Even assuming Durst remains good law in New York despite many years of development of the law of arbitration since 1964, it is clearly not the law in a case governed by the Federal Arbitration Act. In Buckeye Check Cashing, Inc. v Cardegna, 546 U.S. 440 [2006], a case involving a claim of usury, the United States Supreme Court held that "regardless of whether the challenge is brought in federal or state court, a challenge to the validity of the contract as a whole, and not specifically to the arbitration clause, must go to the arbitrator" (id. at 449). The decision was premised on the principles (established in Prima Paint Corp. v Flood & Conklin Mfg.
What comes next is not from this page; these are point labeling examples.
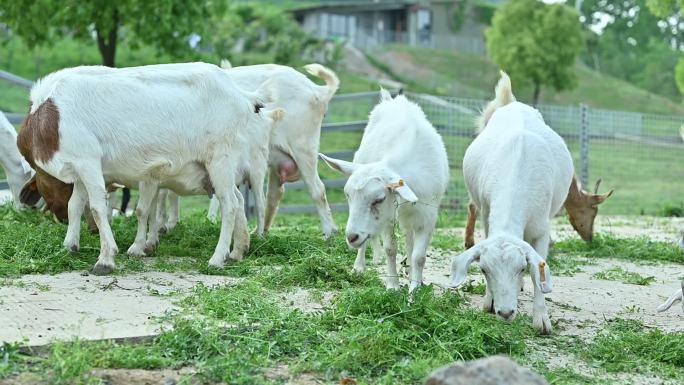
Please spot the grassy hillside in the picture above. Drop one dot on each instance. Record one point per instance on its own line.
(468, 75)
(17, 58)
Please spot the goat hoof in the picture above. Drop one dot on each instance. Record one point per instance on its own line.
(135, 251)
(236, 256)
(151, 246)
(392, 284)
(413, 286)
(543, 325)
(216, 261)
(102, 269)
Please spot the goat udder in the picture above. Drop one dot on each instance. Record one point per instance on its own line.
(288, 171)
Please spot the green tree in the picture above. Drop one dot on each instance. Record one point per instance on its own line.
(538, 42)
(632, 43)
(679, 75)
(165, 24)
(670, 8)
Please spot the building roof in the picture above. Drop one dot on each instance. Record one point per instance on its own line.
(355, 5)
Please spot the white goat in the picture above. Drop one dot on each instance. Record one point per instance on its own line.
(294, 144)
(400, 171)
(17, 170)
(170, 125)
(251, 168)
(674, 298)
(518, 172)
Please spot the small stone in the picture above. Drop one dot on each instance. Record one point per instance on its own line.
(495, 370)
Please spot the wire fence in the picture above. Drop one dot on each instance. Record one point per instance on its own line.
(639, 155)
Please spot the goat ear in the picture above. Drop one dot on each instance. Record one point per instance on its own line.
(225, 64)
(598, 199)
(460, 264)
(385, 95)
(400, 187)
(539, 269)
(347, 168)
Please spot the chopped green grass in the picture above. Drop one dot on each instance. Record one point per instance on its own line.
(565, 265)
(630, 346)
(622, 275)
(632, 249)
(371, 334)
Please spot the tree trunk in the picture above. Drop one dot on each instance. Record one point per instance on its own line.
(537, 91)
(106, 41)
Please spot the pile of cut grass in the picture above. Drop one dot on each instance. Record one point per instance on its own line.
(640, 249)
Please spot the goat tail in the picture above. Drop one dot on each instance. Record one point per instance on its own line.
(225, 64)
(676, 296)
(504, 96)
(332, 82)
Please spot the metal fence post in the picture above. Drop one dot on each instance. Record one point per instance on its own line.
(584, 144)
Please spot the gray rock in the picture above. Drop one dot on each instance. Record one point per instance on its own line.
(495, 370)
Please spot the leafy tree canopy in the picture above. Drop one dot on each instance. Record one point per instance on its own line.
(537, 42)
(165, 24)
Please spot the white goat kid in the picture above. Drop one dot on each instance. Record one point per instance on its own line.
(171, 125)
(295, 143)
(518, 172)
(17, 170)
(400, 172)
(674, 298)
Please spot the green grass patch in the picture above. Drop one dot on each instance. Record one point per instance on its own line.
(624, 276)
(630, 346)
(632, 249)
(371, 334)
(565, 265)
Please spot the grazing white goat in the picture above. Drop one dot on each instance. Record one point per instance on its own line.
(674, 298)
(518, 173)
(251, 168)
(17, 170)
(400, 172)
(294, 144)
(170, 125)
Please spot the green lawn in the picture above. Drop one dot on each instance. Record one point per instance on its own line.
(468, 75)
(241, 331)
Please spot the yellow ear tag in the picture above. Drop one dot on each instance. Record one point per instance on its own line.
(542, 264)
(398, 184)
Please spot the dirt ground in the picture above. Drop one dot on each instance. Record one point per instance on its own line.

Co., 388 U.S. 395 [1967] and Southland Corp. v Keating. 465 U.S. 1, 104 S.Ct. 852, 79 L.Ed.2d 1 [1984]) that "an arbitration provision is severable from the remainder of the contract," and that "unless the challenge is to the arbitration clause itself, the issue of the contract's validity is considered by the arbitrator in the first instance" (Buckeye Check Cashing, 546 U.S. at 445-46). New York courts have faithfully applied these principles in cases governed by the Federal Arbitration Act (e.g., Matter of Monarch Consulting, Inc. v Natl. Union Fire Ins. Co. of Pittsburgh, P.A. 26 N.Y.3d 659, 674-75 [2016]).

Durst was cited recently for the proposition that usury is an example "where courts have held that public policy renders a particular issue nonarbitrable" (Demon v Donald J. Trump For President, Inc., 180 A.D.3d 446, 450 [1st Dept 2020]), but the case itself did not involve usury and the reference was dicta.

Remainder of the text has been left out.